1. Take one step at a time and focus on priorities.

It’s easy to spend cash faster than we can earn it. Many companies want to do everything from the very beginning. They end up spending thousands of dollars on trade shows, airfares, marketing efforts, prototypes, employees, and more.

Startups can burn through a majority of their investors’ cash before they see any return on their investments. One startup, Beepi, recently closed its doors. It was a marketplace for people to buy and sell used cars, and while they had raised almost $150 million in funding, they were spending close to $7 million a month at their peak. In business, it’s crucial to understand what you NEED and what you can do without.

John Pope, co-founder, and CEO of Jive Communications, recently acquired by LogMeIn, explained how he and his co-founders focused all of their time and energy on their product first. Founded in 2006, they didn’t even establish a marketing department until 2013. Instead, Pope said that everyone on their small team wore multiple hats and penny-pinched wherever possible.

2. Remember that money is made to be spent—responsibly.

Reinvest in your company. Most startups need to make this their primary focus. Why? Because new businesses can’t compete with the big dogs yet. If a business plans to be a serious contender in the marketplace, an aggressive expansion strategy means aggressive reinvestment — though it varies from company to company.  

Have a strategy and apply funds according to your development plan and company needs. Many businesses start by making improvements. Could you improve your infrastructure? Streamline manufacturing? Have customers asked for improved product features and capabilities?

These different endeavors can help increase your profits and decrease expenses. So with your future and growth in mind, reinvest responsibly.

3. Have a plan in place for paying off debt.

Debt can be a great way to raise money to finance the growth and expansion of a business, but it can also be dangerous. As a business owner, you need to have a plan in place to pay it off, and you’ll want to start early. With personal debt, you generally want to pay off the loans with the highest interest rate first, but with a business, it’s a little different.

Once you’ve paid your employees, you can focus on overdue bills from key suppliers. To improve cash flow and allow yourself more money to pay down debt, it can be a good strategy to delay payment to suppliers. However, once you’ve reached the latest deadline, pay off these outstanding invoices as fast as possible. These debts may not cost you interest, but they can be costly for your business’s reputation.

Next, you will want to pay off debts that impose steep penalties if you fail to pay on time — particularly if you provided a personal guarantee or the debt was secured with valuable collateral. Only after these steps will you want to focus on ranking and paying off debts by interest rate, paying them down one at a time while making minimum payments on the others.

4. Understand that there’s always an opportunity cost.

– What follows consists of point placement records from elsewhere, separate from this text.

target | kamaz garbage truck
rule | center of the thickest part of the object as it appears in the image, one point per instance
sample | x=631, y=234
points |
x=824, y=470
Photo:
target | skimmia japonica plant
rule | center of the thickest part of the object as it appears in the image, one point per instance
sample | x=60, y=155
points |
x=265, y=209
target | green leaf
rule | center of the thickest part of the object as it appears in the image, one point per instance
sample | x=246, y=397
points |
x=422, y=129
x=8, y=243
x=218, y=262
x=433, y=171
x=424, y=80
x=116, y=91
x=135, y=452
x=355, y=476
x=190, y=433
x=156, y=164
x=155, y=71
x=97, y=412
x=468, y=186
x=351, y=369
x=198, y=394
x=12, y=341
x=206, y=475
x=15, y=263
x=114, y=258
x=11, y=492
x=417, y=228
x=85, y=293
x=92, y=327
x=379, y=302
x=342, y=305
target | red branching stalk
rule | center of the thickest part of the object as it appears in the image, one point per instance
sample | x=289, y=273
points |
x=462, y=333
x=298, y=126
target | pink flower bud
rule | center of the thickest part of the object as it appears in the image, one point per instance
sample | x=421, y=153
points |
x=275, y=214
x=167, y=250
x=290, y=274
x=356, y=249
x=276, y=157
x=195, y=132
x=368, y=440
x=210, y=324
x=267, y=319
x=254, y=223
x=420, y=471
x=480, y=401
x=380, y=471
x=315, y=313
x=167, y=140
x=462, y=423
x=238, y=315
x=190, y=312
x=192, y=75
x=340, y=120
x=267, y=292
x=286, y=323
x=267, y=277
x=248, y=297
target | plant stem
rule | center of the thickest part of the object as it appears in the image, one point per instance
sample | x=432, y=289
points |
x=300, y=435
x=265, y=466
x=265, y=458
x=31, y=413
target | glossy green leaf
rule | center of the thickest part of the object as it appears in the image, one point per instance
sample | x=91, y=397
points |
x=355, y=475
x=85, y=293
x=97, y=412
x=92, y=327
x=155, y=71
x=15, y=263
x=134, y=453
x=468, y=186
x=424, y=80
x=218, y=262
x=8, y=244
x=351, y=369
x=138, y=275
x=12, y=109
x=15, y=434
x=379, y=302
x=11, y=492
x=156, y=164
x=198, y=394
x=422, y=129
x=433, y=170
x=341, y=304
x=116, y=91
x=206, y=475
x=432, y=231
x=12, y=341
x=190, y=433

Once a business starts seeing a profit, many feel that they should spend more — even when they don’t have to. Focus on cash flow and growth rather than impressing people. Of course, you want your employees and office to be comfortable, but does it need to be excessive? Instead of throwing things out when they break, consider repair costs. Instead of staying in a five-star hotel while on a business trip, stay in a comfortable, but a reasonably priced three-star hotel.

Once you start opting for the easier, fancier, or more fun route, you’ll find that it’s hard to go back. And there’s always an opportunity cost. Consider the money that could have been made by reinvesting it back into the company to improve your product offering (and avoid becoming obsolete) or putting it somewhere more valuable.

There’s a healthy balance in everything. Don’t discard your frugality as you become successful. Big expenses should and will be made with the business’s strategy in mind. Simply remember that your startup doesn’t have to do everything right away. Take one step at a time, spend money responsibly, and take a good look at your opportunity costs.